How to geocode a csv of addresses in R
Sometimes all you want are some lat, long coordinates to map your data. The following tutorial shows you how to batch geocode a csv of addresses in R using the ggmap package, which asks Google to geocode the addresses using its API. FYI, the limit is 2,500 queries per day.
Not familiar with R or R Studio? See this short tutorial on Storybench. Big thanks to Mitchell Craver for his tutorial and script published last year on his blog What do the data say?
Download the ggmap package in R Studio
We’ll need ggmap, a spatial visualization package, to geocode the csv. To install it in R Studio, open a new R script in “File” > “New File” > “R Script.” Type install.packages(‘ggmap’) on line 1 of the top-left pane. Click “Run” or hit Shift-Command-Return. You should see the package downloading and installing in the console pane.
Prepare your csv of addresses
We’ll be using a csv with the names, addresses and other information for 114 craft breweries in Massachusetts. Make sure to note the name – “addresses“ – of the column listing the addresses. You’ll get the best results if town and state are all listed in that column, too.
Copy over the R script
In R Studio, open a new R script in “File” > “New File” > “R Script.” Scroll down and copy the R script from the Gist or click here to see it on Github. Keep scrolling for an explanation of what each line does.
Understanding the R script
First, we load the ggmap library.
library(ggmap)
Next, we’ll add a line with file.choose that opens a file selection box and allows you to search through your computer to find the csv.
fileToLoad <- file.choose(new = TRUE)
Next, R will read the csv and store it as the variable origAddress.
origAddress <- read.csv(fileToLoad, stringsAsFactors = FALSE)
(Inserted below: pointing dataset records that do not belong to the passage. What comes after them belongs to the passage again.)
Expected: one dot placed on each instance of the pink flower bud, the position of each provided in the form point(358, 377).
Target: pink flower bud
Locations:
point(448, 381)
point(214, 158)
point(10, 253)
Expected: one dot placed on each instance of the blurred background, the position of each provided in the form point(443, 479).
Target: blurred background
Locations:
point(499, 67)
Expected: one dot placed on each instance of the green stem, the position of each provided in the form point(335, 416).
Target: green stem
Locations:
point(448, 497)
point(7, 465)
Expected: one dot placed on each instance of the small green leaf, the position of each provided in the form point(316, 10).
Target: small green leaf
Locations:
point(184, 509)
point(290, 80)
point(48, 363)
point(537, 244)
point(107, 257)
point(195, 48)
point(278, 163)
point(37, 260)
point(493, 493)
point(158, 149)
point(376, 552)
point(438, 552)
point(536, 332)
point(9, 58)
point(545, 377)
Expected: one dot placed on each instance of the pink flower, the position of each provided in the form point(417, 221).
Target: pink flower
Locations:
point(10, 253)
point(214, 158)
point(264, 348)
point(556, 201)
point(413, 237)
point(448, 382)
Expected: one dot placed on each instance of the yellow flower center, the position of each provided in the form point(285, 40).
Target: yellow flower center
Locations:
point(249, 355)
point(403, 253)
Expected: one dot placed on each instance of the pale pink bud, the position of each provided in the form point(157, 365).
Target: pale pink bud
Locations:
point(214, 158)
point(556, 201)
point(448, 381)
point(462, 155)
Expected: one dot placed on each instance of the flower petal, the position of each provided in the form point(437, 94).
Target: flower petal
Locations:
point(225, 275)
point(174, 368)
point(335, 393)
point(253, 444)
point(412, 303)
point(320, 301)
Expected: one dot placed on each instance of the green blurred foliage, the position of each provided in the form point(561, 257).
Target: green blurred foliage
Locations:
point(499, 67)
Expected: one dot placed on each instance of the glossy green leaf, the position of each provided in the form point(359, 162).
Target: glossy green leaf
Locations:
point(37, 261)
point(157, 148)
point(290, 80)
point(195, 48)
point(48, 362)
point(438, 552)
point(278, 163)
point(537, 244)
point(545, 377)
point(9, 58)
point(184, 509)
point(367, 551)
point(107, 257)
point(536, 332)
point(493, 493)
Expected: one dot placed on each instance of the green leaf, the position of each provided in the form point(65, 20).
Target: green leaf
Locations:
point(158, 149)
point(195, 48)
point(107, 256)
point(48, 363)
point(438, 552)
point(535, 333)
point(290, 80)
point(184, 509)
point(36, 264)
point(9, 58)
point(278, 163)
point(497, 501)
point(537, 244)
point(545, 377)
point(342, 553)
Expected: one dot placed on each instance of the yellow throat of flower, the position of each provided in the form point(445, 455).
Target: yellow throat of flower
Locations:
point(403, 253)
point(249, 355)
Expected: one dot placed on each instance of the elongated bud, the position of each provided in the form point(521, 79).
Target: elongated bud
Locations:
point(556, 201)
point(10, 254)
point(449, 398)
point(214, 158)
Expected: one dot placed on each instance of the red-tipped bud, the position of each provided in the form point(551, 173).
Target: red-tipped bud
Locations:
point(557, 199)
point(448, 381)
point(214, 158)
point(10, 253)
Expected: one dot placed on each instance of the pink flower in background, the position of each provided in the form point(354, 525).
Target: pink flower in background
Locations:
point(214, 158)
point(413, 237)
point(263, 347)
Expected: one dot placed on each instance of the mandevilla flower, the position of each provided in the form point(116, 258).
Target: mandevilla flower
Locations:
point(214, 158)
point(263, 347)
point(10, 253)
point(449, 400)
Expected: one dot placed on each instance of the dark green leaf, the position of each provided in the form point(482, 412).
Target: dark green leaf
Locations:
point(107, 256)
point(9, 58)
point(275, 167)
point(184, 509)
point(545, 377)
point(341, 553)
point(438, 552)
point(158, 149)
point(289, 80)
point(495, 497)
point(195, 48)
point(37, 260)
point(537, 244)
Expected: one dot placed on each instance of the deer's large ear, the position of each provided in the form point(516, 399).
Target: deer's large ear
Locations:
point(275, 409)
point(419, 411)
Next, the script initializes a data frame to store the geocoded addresses while the loop, which starts with for(i in 1:nrow(origAddress)), processes the rest. For more on loops in R, go here.
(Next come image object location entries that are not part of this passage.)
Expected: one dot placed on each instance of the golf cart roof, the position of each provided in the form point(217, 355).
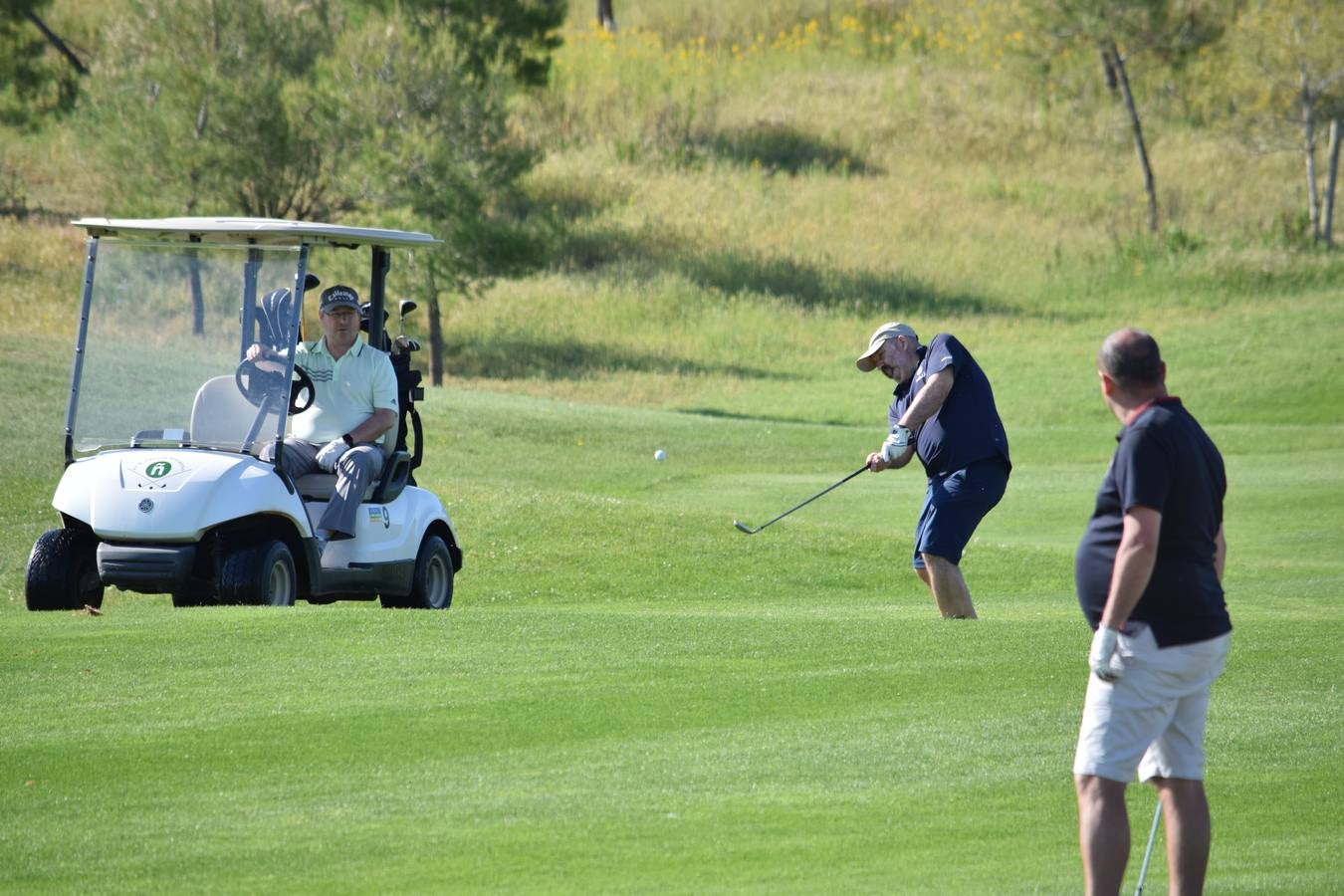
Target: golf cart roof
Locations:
point(252, 230)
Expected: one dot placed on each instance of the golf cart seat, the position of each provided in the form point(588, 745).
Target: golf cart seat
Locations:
point(219, 414)
point(396, 468)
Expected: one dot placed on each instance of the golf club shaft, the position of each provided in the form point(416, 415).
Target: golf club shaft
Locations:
point(862, 469)
point(1152, 835)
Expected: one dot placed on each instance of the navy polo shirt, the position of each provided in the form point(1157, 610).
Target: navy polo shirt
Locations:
point(967, 427)
point(1166, 462)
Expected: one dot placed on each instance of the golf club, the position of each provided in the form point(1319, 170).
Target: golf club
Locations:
point(1152, 834)
point(748, 530)
point(403, 308)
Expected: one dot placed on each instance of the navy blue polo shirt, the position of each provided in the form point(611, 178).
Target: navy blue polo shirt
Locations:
point(967, 427)
point(1166, 462)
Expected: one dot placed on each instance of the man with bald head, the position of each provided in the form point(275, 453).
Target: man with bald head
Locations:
point(1148, 573)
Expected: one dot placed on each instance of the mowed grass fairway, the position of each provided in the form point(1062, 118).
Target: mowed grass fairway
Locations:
point(630, 696)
Now, look through the whole script again.
Important: Notice the $addresses[i] within ggmap’s geocode function.
geocode(origAddress$addresses[i], output = "latlona", source = "google")
This is where you store the name of your addresses column. (More documentation on how to use geocode here and here.)
After the loop runs, you’ll want to write all the data to a csv named geocoded.csv.
write.csv(origAddress, "geocoded.csv", row.names=FALSE)
Run the script
Click “Run” or hit Shift-Command-Return. You should see each row being passed to Google’s API in the console pane. For 114 rows, it took around 30 seconds.
Check the geocoded csv
Your new geocoded spreadsheet should contain three appended columns – lon, lat, and geoAddress. Sweet.
Now, to map the data
We’ll use Carto.com and upload geocoded.csv in the Connect dataset section. The data – with the lat, lon recognized by Carto and stored as the_geom – should look like this:
Next, click Create Map on the bottom-right. Voilá:
Hi – thanks for the post its really help. However, how can I include my Google Maps Geocoding API key?
The code is interrupted when an address can’t be coded. How can I modify the code so it shows “not found” and proceeds onto the next address?
Did you find the way? Im having the same trouble
Hi, I’m having the same issue! Did you find the solution?
Xiao
Thanks, this is so useful! Is there a way to replace the for loop with a function from the plyr package to improve runtime?
I apply Argis software to geocode a list of addresses. after geocoding, my result has X, and Y which shows X=2220619.25786 and Y=301107.963424. But my other file has the same address it show Lat and Lon number is different. so how can I convert X,Y number to the Lon and Lat ordinance.
Hi, I may need your help.
I ran the same code but it seems like the loop fails if it cannot find the location.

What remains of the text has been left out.